Color, 1963, 79m.
Directed by Roger Corman
Starring Ray Milland, Dian Ver der Vlis, Harold J. Stone, Don Rickles, John Hoyt
Kino Lorber (Blu-ray & DVD), MGM (DVD) (US R1 NTSC) / WS (1.85:1) (16:9)
Shortly after teaming up with Roger Corman for The Premature Burial, actor Ray Milland joined forces with him again for one of the best-remembered titles in their careers. A colorful and deeply unsettling early entry in the body horror subgenre, X: The Man with the X-Ray Eyes (sometimes simply titled X) takes a far more thoughtful look at man's place in the cosmos than what was normally found in drive-ins at the time. It's no wonder it left a deep impression on generations of viewers, including a lengthy and well-remembered analysis in Stephen King's groundbreaking book, Danse Macabre.

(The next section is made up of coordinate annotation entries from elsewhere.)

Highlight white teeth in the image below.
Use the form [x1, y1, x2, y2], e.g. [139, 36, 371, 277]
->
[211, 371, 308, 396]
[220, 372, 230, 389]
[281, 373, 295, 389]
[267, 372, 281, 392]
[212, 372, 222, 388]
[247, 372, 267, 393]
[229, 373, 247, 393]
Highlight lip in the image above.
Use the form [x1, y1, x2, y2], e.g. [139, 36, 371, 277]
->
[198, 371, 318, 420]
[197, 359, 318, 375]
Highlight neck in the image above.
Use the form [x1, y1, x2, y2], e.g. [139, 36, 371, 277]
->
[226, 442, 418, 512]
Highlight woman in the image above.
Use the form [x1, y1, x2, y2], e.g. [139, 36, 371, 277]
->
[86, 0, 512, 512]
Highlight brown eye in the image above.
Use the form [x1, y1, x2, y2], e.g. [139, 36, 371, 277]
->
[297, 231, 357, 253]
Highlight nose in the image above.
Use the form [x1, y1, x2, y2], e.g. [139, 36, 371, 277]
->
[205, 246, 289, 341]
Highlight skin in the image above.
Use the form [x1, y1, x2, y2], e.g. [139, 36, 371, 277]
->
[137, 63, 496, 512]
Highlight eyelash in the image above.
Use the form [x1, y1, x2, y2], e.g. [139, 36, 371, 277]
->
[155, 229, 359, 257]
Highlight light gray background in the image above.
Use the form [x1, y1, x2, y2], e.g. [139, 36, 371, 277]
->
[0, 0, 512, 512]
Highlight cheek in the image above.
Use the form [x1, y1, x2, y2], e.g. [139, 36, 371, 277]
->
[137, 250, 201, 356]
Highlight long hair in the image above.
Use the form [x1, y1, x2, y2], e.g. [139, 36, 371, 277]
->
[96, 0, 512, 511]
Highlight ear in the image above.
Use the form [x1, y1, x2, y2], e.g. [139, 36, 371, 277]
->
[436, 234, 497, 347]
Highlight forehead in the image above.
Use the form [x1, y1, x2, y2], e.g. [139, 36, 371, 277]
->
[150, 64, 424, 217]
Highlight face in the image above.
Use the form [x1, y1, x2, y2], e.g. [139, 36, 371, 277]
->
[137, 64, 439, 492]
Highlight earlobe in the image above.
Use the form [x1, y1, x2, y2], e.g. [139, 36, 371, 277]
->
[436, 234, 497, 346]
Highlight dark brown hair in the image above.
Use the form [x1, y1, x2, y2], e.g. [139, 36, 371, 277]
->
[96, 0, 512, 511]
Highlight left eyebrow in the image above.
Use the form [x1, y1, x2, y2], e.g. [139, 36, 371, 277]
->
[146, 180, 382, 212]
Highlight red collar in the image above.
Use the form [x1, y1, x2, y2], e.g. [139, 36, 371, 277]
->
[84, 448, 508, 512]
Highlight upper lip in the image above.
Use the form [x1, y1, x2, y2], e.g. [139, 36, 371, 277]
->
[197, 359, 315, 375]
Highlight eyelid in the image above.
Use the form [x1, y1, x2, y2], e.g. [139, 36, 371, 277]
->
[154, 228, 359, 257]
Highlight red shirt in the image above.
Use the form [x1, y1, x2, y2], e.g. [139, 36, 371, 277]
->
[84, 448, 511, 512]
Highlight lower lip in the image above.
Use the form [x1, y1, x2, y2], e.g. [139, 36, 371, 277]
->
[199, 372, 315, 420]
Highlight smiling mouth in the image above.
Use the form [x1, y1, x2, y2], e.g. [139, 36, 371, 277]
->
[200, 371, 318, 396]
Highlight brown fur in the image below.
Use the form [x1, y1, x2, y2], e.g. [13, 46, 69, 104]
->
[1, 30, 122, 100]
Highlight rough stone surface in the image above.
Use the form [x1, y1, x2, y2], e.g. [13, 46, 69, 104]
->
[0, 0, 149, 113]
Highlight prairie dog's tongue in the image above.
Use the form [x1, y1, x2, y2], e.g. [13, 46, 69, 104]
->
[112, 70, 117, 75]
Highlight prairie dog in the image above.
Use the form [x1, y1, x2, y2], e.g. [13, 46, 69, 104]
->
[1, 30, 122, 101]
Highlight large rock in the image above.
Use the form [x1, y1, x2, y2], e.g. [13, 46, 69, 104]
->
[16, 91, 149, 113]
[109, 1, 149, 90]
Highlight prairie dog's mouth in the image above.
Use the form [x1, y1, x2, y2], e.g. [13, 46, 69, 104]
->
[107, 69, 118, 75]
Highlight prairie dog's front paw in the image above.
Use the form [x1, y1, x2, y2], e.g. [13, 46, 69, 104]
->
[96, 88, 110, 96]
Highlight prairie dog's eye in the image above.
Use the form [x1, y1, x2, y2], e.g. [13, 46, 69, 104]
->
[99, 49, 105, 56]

A pioneer in the field of ocular treatment, Dr. James Xavier (Milland) has developed a powerful new drug that, when applied via a dropper, can allow the patient to see through objects. Xavier decides to use himself as a guinea pig and finds that not only does it work, but the drug allows him to see further and further through clothing, walls, and other obstacles. At first his abilities are what you'd expect, allowing him to see through people's clothes at a party (a nod to Russ Meyer's recent hit The Immoral Mr. Teas) and diagnose illnesses by observing people's organs. After a tragic accident, Xavier goes on the lam and uses his powers to win money at gambling and work in a carnival where he hooks up with a huckster (Rickles). Donning sunglasses to cover the darkening appearance of his eyes, Xavier finds himself able to see further and further than man has ever seen before, with highly disturbing results.
A success for AIP (who frequently double billed it in a grisly pairing with Dementia 13), Corman's film has held up exceptionally well and benefits from a very strong, convincing performance by Milland. As usual the budget was very low, but the inventive and often eye-catching visual effects still work like a charm. The tonal shifts are also handled well as the film gets darker and more twisted as it goes along, culminating in that big tent finale that no viewer has ever forgotten (complete with some gruesome imagery that still catches many off guard). Incidentally, if you ever come across a copy of the original Gold Key comic book version, it has an extended and even more unsettling version of the ending that was presumably far beyond what the film's budget could accomplish. Cinematographer Floyd Crosby, best known for shooting Corman's Poe films, does a solid job conveying the film's nightmare vision of 20th-century American life, while veteran composer Les Baxter juggles swinging source music and more unorthodox experimental tones for the more surreal sequences.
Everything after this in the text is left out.